As we walked along the road, Mary bounding about the place beating up rubbish bins and the like, I began to wonder if in fact he knew exactly what he was doing – if it was every bit his intention to emulate Poppins, with his head scarf and his banister-sliding, and the joke was in fact on us

The only other occasion Jane and I had entered La Pirata was the night we unwittingly consumed space-cake – not an enjoyable experience. Now we were about to enter, with incredible reluctance, under mushroom influence. At least this time we had our sense of humour to get us through.

It was every bit as horrific as we had feared – unnecessarily flashing lights, teeth-grindingly bad music, Tony Red-Hat malingering in a corner (the crackhead who the previous week had threatened to beat all our heads in with a lead pipe).

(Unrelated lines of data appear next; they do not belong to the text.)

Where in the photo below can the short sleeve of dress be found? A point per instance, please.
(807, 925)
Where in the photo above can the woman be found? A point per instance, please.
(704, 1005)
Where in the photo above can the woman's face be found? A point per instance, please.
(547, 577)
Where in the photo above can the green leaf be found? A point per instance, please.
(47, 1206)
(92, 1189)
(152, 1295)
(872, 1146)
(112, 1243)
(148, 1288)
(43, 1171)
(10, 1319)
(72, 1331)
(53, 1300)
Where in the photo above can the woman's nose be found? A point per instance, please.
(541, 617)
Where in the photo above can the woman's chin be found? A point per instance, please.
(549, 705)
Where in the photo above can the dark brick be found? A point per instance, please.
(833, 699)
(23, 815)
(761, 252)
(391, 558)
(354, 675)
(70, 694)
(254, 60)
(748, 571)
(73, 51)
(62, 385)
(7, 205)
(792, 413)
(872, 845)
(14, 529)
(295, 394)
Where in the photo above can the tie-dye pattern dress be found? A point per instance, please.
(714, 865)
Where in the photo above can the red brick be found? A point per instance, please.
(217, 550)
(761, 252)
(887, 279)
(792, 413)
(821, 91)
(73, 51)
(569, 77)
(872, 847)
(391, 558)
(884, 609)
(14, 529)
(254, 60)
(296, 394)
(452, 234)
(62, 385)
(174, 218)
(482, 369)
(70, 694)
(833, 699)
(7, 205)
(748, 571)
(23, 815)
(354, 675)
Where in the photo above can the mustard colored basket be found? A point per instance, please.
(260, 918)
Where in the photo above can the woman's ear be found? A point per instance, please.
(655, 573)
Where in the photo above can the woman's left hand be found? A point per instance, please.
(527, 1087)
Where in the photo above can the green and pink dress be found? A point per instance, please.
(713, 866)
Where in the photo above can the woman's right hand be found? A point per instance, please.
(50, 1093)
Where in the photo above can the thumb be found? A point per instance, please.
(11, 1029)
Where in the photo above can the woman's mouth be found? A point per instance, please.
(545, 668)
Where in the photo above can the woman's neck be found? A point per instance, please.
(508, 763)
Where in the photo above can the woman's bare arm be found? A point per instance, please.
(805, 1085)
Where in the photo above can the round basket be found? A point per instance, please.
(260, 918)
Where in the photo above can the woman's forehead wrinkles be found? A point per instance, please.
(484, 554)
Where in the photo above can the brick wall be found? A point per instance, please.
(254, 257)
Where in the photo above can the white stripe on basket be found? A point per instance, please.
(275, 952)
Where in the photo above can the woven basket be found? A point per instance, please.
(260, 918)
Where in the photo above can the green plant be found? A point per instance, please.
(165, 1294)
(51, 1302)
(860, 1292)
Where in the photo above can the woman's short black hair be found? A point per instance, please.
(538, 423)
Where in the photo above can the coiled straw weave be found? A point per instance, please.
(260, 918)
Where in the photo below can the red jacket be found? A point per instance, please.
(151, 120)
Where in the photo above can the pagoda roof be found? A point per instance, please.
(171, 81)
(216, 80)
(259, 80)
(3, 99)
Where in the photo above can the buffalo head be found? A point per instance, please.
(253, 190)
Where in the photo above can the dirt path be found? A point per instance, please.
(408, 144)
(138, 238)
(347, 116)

Much to our surprise, the minute Mary Poppins had seen us inside he pointed out his friend who was going to ‘look after’ us and take us to a house party, and promptly left! Job done! When it became apparent that the bar weren’t going to sell us rum for anything short of extortion, we could at last make good our getaway, and in a true Monty Python style dashed for the spiral staircase and fled, crying “Escape! Escape! Run away! Run away!” as we went.